Entenda o dilema: eu, como compositor e arranjador, idealizo a música com seu começo, meio e fim. Cada parte, cada acorde, cada ritmo,… tudo. Por outro lado, uma das premissas da música popular baseada em improvisação é a liberdade que cada instrumentista tem para criar sua própria performance.
Como é possível ter algo definido pelo arranjador e ao mesmo tempo dar aos músicos liberdade para criar?
Aqui podemos ter várias respostas e todas elas estarem certas. A questão principal é escolher qual caminho percorrer.
Esse espectro é bem vasto, podendo ir do estritamente definido, ou seja, eu escrever coisa por coisa para cada instrumento e conduzir a performance como imaginei. No outro extremo existe o esboço da música onde, durante a performance, cada um vai criando de acordo com o que está ouvindo.
A opção 1 tem a vantagem da música sair exatamente como eu imaginei, em seus mínimos detalhes. Como desvantagem, eu posso “travar” músicos criativos.
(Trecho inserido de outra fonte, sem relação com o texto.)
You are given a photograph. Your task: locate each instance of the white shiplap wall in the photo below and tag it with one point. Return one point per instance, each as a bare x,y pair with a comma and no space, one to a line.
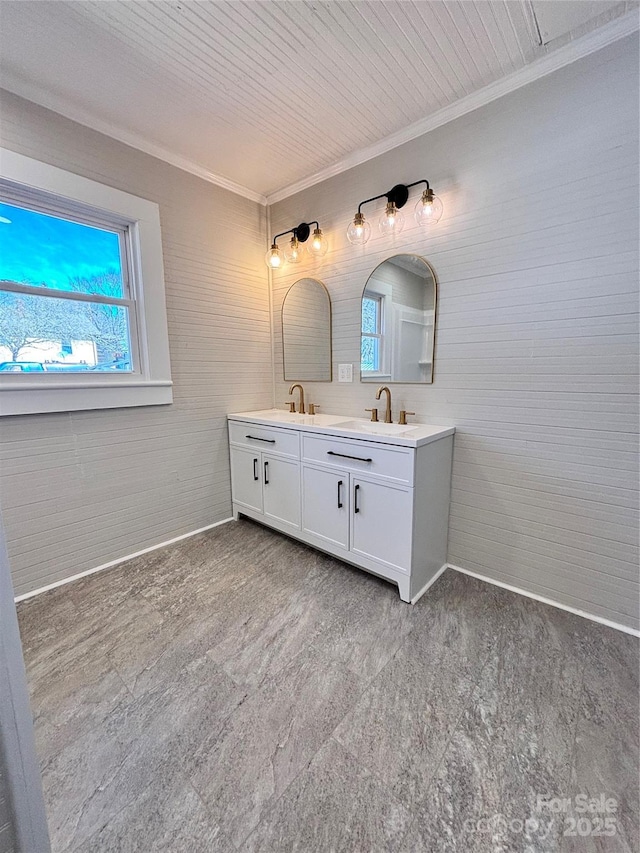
84,488
537,338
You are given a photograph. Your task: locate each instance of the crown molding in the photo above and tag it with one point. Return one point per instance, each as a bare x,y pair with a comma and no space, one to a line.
38,95
559,58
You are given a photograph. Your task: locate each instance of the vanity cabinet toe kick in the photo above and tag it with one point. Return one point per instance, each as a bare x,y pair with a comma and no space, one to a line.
379,506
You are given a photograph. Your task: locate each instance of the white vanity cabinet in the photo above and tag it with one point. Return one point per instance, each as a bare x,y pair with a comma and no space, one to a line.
379,502
265,473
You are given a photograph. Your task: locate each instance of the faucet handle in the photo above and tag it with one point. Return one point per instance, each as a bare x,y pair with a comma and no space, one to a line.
374,415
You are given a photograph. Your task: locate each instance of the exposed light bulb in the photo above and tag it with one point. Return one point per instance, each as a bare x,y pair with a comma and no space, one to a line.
359,230
318,245
293,252
428,209
392,220
274,258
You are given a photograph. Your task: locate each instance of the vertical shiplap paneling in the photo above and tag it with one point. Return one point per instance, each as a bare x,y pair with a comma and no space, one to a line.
85,488
537,339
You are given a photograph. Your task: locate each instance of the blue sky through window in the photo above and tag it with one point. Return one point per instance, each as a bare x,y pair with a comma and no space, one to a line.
39,249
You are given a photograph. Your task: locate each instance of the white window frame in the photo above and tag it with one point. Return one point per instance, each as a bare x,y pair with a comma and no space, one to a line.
379,335
382,292
149,383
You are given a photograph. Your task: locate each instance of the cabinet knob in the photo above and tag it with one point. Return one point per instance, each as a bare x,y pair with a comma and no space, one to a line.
374,415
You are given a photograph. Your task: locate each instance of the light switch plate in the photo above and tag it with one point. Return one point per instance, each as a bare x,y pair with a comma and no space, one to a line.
345,373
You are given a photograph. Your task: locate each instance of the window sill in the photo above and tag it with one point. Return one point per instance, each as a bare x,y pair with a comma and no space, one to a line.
27,398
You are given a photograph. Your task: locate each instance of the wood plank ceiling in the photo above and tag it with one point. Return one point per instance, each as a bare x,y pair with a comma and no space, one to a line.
261,93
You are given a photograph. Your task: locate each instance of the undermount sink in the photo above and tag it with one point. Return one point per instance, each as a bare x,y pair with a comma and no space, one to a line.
375,428
279,416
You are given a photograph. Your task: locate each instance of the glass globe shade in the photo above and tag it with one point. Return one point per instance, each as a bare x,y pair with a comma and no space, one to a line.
359,230
391,221
317,244
428,209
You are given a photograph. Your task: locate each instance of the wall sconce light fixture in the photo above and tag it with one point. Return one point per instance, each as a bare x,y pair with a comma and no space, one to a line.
428,211
275,257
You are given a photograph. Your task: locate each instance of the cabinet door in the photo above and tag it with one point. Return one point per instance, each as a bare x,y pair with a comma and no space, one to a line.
382,523
281,489
325,505
246,478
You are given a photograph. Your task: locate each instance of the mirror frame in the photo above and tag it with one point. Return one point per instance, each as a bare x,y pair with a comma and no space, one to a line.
284,360
435,323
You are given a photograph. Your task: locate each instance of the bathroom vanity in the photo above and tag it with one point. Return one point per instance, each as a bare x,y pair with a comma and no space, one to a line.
374,495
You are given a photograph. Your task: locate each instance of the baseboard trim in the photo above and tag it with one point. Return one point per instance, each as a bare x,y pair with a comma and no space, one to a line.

Já na opção 2, eu exploro 100% das qualidades criativas de cada músico. Porém eu perco o controle de tudo.
No meu caso, eu tento equilibrar as duas coisas. Equilibrar a ideia que pensei e escrevi com a liberdade de criação dos músicos.
Existem trechos das músicas que eu quero que soe exatamente como eu imaginei no momento do arranjo. Daí, eu escrevo a partitura com tudo o que eu quero que aconteça. Em outros momentos, eu espero que cada músico imprima sua marca, coloque suas ideias para fora. Nesses eu apenas indico o esboço da ideia.
Exemplo de partitura com coisas definidas para piano, baixo e bateria.

Em momentos livres, eu apenas indico os acordes a serem tocados.

Já nos momentos livres, existe um conceito musical, uma ideia sonora que passou na minha cabeça durante a fase de arranjo. Assim, à medida que vamos passando as músicas eu “corrijo rotas”. Faço comentários que levam ao som que imaginei, mas mantendo a liberdade de criação de cada um.
Mas não fica só nisso. Mesmo nos momentos que eu defini tudo, eu ainda deixo espaço para os músicos alterarem ou interpretarem o que escrevi, ou seja, dentro de uma ideia que concebi, abro espaço para cada um colocar ideias novas.
Em muitos momentos a conversa é:
Eu: Nesse trecho, eu gostaria que soasse um pouco mais rítmico, mas sem deixar a levada travada!
Pedro Almeida: Mas, como assim? Quer que eu faça um groove mais fechado ou é para ficar aberto?
Eu: Não sei. Só preciso de um ritmo mais forte e que deixe as ideias fluírem.
Pedro Almeida pensa um pouco e diz: Que tal essa levada aqui? (ele toca a ideia)
Eu: Pode inventar o que quiser. Só não me deixe prever mentalmente o que você vai fazer depois. Me cause pequenas surpresas!
Perceba que, mesmo ele estando oferecendo uma solução pronta, eu preferi não dar a resposta e manter o espaço da criação. Assim ele se entrega mais profundamente no processo criativo, interpreta essa minha instrução vaga, e entrega a sua versão do que seria “tocar mais rítmico, mas sem deixar a levada travada”.
É assim que equilibro as coisas e o álbum O Dia do Sol está cheio disso!!!